Officials in that community have an advantage over Sikeston. For starters, they have revenues from their casino which will help pay for the $15 million, 10-year program. But regardless of the money, the city also has a strong commitment. Sometimes I wonder just how strong our commitment truly is.
St. Joe civic leaders will soon have much broader inspection powers over rental properties. That tool alone would go a long way toward solving a problem for any community. All too often I fear we give lip service to our problem and try to back it up with court statistics that indeed show some progress. But when the problem is as immense as ours, small steps of progress are just not enough.
A year and a half ago city voters by an overwhelming margin approved the formation of a Land Clearance for Redevelopment Authority.
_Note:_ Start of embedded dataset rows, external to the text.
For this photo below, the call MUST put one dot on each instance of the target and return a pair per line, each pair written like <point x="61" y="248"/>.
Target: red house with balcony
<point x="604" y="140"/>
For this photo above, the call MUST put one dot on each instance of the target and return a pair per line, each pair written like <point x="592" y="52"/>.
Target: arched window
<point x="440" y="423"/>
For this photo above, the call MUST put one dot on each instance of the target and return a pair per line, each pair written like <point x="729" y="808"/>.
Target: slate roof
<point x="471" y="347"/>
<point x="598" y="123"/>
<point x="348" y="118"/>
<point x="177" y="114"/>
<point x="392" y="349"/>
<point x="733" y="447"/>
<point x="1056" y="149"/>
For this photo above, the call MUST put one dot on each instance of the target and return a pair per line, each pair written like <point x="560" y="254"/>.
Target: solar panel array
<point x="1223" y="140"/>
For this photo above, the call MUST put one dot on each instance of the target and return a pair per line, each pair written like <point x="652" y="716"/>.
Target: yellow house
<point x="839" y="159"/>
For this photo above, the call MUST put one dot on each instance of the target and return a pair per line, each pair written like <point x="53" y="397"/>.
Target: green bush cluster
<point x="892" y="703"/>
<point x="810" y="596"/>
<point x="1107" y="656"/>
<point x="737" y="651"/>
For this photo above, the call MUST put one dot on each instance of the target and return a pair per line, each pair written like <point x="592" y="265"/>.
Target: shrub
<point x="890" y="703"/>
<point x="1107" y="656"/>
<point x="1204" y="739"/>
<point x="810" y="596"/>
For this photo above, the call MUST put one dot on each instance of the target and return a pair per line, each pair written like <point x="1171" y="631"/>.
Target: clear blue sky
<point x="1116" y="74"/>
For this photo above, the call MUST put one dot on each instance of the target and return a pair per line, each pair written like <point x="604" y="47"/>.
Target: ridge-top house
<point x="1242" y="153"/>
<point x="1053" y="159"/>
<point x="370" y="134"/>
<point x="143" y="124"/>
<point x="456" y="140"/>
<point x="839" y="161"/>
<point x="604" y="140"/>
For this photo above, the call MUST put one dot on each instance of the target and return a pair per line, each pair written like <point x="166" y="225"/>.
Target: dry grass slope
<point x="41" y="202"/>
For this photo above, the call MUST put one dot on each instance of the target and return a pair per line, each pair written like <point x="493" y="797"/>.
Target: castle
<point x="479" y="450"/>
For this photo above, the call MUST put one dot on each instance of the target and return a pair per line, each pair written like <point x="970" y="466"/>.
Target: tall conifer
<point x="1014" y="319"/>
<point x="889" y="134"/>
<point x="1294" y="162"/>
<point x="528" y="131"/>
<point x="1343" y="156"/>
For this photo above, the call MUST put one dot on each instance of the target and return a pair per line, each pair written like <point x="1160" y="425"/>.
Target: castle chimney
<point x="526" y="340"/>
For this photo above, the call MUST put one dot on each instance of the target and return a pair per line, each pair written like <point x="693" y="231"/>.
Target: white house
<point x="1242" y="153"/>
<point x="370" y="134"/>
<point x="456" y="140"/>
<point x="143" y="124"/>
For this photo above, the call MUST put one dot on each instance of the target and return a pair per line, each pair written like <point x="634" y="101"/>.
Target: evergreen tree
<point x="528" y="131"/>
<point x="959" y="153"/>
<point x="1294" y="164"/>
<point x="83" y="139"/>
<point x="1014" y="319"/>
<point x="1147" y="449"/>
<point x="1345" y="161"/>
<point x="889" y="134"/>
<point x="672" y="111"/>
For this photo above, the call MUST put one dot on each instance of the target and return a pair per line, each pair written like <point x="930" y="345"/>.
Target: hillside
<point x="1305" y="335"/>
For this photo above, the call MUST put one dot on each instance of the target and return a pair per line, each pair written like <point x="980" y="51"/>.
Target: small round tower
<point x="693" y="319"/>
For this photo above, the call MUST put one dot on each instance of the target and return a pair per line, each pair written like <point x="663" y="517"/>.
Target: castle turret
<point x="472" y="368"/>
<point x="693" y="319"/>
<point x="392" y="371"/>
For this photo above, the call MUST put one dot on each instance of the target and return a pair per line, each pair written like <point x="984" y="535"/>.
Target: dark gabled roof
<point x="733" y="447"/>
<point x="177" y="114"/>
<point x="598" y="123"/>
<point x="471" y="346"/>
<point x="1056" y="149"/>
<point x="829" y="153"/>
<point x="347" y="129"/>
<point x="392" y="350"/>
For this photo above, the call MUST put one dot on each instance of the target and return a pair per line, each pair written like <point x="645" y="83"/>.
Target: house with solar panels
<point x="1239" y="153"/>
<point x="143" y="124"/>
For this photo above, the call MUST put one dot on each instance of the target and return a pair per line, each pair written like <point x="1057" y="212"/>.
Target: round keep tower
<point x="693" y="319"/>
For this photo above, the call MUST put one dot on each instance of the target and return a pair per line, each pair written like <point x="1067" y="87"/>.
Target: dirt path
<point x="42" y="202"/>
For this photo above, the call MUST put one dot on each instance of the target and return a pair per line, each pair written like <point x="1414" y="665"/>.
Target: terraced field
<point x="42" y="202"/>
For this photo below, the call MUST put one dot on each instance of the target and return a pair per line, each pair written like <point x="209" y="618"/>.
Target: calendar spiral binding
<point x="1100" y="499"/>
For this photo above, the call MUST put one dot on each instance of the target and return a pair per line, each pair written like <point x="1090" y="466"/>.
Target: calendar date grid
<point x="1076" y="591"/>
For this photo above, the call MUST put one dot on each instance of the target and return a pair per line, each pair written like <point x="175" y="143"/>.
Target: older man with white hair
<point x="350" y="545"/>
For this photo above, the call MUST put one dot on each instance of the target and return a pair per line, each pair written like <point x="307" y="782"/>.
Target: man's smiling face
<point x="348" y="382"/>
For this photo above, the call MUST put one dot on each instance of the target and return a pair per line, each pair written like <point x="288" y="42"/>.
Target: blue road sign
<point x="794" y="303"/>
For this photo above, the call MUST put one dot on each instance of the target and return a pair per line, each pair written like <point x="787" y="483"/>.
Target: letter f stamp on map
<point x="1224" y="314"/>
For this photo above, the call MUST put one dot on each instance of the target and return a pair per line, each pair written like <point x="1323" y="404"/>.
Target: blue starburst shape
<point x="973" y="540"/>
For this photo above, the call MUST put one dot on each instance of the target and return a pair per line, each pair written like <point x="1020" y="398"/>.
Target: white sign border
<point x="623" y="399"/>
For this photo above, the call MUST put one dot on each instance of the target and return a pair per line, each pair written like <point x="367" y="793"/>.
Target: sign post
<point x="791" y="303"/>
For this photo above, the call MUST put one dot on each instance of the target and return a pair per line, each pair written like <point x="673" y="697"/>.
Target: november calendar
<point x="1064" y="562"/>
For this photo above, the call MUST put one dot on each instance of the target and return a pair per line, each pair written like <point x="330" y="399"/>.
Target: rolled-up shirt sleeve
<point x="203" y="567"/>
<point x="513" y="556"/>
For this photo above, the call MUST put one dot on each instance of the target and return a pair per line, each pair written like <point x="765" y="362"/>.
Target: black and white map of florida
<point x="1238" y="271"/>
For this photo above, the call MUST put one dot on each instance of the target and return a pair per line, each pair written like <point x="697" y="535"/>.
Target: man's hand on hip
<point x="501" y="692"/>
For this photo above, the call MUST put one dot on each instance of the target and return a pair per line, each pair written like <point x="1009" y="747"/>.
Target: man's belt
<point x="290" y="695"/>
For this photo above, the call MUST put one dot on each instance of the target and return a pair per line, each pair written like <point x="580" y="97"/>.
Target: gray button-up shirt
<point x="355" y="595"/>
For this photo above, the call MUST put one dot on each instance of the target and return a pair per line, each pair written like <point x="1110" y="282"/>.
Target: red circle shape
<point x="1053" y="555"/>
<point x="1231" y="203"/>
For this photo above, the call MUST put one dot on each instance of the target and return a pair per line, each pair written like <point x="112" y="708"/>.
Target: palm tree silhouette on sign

That new body was to gain new powers to take possession of problem properties and begin a systematic renewal of decaying neighborhoods. The authority has been formed but no action has yet begun.
The city will tell you the problem is money. So soon you'll undoubtedly hear of a plan to tax utilities here to generate money for this and many other projects. We'll share our opinion on that issue at another time.
I don't think the problem is one of money however. I think it's more an issue of commitment. Until we face our problem and address it immediately, we'll continue on the path we've followed for the past decade.
We cannot afford to continue this approach.